UVR, we are reminded, is a "known carcinogen", and in high UVR areas, such as New Zealand, excessive exposure is "estimated to cause over 90 per cent of skin cancers".
However, while most of us know about the need for sun protection, the research findings have highlighted inadequate UVR exposure prevention programmes in early childhood centres that "could be putting children at risk of skin cancer later in life".
Which is why shade, and not just hats, sunscreen and protective clothing, is surely essential at these centres.
The research paper found that even if parents sent their kids to centres with hats and sunscreen, prevalent practices meant they might not put either on or use them effectively.
But shade, as we know, covers kids even if they don't wear their hat or apply sunscreen. And young kiddies are reliant on adults to lead the way and make sure they have protection.
Which is where trees come in. Sad as it might seem, skin cancer has highlighted just how valuable trees can be in providing shade, especially for kids at childcare centres and schools.
Awnings might provide instant cover, but trees provide a holistic answer. They not only cost less but, in time, can look good and provide summer shade while still allowing warm winter sun to filter through. They can also provide flowers and fruit to attract birds.

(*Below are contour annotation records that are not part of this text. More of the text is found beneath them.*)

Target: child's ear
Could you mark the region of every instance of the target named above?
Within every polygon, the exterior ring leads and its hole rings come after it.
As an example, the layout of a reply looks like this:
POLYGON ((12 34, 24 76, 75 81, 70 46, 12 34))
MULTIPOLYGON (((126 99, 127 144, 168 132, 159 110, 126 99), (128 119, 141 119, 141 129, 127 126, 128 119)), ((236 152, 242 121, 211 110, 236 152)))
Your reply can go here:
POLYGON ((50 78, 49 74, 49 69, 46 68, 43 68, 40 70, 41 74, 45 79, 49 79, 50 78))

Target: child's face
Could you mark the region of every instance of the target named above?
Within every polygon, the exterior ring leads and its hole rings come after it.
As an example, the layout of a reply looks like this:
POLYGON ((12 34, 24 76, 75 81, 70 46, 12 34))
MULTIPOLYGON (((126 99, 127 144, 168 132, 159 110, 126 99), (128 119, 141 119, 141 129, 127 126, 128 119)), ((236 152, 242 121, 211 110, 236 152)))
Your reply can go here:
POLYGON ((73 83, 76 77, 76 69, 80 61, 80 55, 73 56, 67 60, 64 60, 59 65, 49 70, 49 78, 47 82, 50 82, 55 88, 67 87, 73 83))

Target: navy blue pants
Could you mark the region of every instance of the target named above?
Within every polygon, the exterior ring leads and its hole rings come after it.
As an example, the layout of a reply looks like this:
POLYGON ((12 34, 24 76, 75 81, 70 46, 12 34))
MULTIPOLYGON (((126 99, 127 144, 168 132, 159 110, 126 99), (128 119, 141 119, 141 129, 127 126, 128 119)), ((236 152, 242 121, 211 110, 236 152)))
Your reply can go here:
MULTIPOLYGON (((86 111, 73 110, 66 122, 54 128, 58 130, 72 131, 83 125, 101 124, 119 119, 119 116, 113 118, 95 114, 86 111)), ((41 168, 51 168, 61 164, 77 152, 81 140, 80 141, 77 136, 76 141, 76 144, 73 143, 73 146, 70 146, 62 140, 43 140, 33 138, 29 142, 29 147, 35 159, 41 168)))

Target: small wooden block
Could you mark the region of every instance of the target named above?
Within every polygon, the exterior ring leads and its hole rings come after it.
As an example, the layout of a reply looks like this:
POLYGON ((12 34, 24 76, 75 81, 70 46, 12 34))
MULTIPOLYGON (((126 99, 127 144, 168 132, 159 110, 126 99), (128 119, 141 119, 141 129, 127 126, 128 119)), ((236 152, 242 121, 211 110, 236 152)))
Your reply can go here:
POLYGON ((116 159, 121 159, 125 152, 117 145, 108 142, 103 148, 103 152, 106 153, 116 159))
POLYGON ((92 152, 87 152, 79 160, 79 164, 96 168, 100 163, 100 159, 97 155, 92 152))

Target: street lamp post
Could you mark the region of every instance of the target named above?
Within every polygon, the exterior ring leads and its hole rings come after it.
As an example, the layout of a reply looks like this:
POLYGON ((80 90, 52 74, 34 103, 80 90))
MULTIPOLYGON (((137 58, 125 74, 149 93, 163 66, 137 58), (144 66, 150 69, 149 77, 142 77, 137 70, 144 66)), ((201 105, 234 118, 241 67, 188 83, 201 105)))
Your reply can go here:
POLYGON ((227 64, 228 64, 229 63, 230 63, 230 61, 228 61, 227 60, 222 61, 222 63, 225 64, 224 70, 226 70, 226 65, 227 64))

The secret to successfully using trees for shade is to have the right tree for the right place, and to use it for maximum effect.
That's where a shade audit can help. If you haven't heard of shade auditing, which is used widely in Australia, then check it out online. It makes an assessment of a site and how it is used.
It's a planning process anyone can learn to use to assess the UVR exposure risk at a particular site - from outdoor spaces such as playgrounds and school grounds to parks and even your own garden - and plan for shade and minimising overexposure to harmful rays.
Although audit results can identify challenging issues, often the solutions simply require some lateral thinking and strategic changes. Sometimes it means providing more shade in different places, or simply changing activity times.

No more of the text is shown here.